Last week, photos emerged online of ministry officials, led by head of the Giza educational directorate Bothaina Kishk, holding Egyptian flags and burning books in the schoolyard.

The Fadl School is one of 147 schools formerly owned or managed by Muslim Brotherhood members to have been taken over by Egypt’s education ministry in early 2014, following Egypt’s government designating the Brotherhood as a terrorist organisation in December 2013, and a decree to freeze the group's assets and activities.

Kishk defended her decision to burn the books, telling Ahram Arabic that "security authorities gave her instruction to do so".

The education ministry had formed a committee to inspect books in the libraries of schools previously run by the Brotherhood, she said, and the Fadl School was the first  in Egypt to be inspected. The committee found the 73 books, after the school’s former Muslim Brotherhood owners had added them to its library, she claimed. 

"We informed the security authorities, and they told us to burn the books," she said.

She added that the books had a "Rabaa sign" on their cover, referring to the four-finger symbol used by Brotherhood supporters in memory of the violent dispersal in August 2013 of a sit-in in support of ousted Brotherhood President Mohamed Morsi in Cairo's Rabaa El-Adawiya Square. 

Egypt’s security forces consider the symbol to be inciting against the army and the police.

"The books had covers and titles of other books that were unrelated to their actual content,” Kishk said. “The actual books promoted violence, radicalism and Muslim Brotherhood thoughts."

School publishes list of burnt books

The Fadl School's administration apologised to students and their parents for the incident in a statement published on its official Facebook page, insisting that the school had never promoted any political agenda or tried to spread violence. 

The school also published a list of the titles of the 73 burnt books. 

Among them was a translated version of J. Christopher Herold’s Bonaparte in Egypt, and Abd El-Razzak El-Sanhuri’s book The Foundation of Governance in Islam.

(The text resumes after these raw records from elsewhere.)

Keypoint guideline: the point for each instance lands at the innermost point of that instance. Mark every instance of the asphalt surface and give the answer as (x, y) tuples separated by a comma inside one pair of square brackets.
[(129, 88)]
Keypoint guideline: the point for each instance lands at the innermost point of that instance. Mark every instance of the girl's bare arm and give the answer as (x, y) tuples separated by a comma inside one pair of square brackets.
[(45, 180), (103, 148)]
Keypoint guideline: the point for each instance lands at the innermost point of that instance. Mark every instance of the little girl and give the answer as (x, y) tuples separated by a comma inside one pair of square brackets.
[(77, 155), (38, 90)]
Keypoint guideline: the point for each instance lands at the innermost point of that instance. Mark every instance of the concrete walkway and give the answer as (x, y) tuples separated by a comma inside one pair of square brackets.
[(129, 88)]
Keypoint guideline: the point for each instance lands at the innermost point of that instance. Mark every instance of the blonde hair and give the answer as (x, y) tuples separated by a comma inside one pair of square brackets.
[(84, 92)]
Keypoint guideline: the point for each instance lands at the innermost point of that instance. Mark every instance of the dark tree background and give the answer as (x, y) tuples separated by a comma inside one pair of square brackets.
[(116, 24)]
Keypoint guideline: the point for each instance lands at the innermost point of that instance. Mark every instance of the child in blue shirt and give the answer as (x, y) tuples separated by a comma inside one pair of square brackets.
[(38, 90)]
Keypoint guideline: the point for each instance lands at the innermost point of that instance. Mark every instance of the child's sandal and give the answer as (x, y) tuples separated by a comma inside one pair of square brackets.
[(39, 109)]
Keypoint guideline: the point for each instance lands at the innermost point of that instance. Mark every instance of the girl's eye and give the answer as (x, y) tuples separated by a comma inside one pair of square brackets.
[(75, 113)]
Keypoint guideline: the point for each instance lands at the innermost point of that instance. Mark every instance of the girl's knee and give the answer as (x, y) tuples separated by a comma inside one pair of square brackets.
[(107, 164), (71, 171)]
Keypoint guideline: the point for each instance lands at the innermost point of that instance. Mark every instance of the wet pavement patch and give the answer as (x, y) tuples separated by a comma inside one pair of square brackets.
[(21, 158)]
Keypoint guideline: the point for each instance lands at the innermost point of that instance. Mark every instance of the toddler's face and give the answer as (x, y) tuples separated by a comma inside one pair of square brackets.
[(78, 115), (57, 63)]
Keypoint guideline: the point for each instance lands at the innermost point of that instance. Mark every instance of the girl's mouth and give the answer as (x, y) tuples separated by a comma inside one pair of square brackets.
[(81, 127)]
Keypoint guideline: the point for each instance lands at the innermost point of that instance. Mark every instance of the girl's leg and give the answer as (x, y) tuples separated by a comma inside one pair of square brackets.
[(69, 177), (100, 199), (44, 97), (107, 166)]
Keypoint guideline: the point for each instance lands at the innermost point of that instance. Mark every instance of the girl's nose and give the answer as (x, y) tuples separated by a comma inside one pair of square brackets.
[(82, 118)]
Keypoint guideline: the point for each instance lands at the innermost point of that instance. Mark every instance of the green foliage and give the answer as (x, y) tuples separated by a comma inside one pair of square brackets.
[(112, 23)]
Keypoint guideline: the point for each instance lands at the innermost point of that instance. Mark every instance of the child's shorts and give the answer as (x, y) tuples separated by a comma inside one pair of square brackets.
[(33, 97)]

Sanhuri is known as the "father of the Egyptian constitution", and was among the earliest lawmakers in the Arab world to attempt to modernise Islamic Sharia. 

Also burned were the late Sheikh Ali Abdel Raziq's book titled Islam and the Foundations of Governance, which argues that the idea of a caliphate is not supported by Islamic Sharia, the Prophet Mohammed's Sunna, and former Grand Imam of Al Azhar Sheikh Abdel Halim Mahmoud's book The Reform Discourse in Islam, about the modernisation of Islamic discourse. 

The titles of books covering politics, the war in Bosnia, the dangers of drugs published by the Egypt’s National Council for Combating Drug Addiction were also on the list of incinerated books.

Many social media users have condemned the incident online.

Award-winning Egyptian novelist and author Ibrahim Abdel Magid slammed the education ministry for burning the books on his official Twitter account. 

"Bonaparte in Egypt is the best European books about the French expedition to Egypt, as it takes Egypt and the Egyptians' side,” Abdel Magid tweeted on Monday, “but who at the education ministry would understand that?"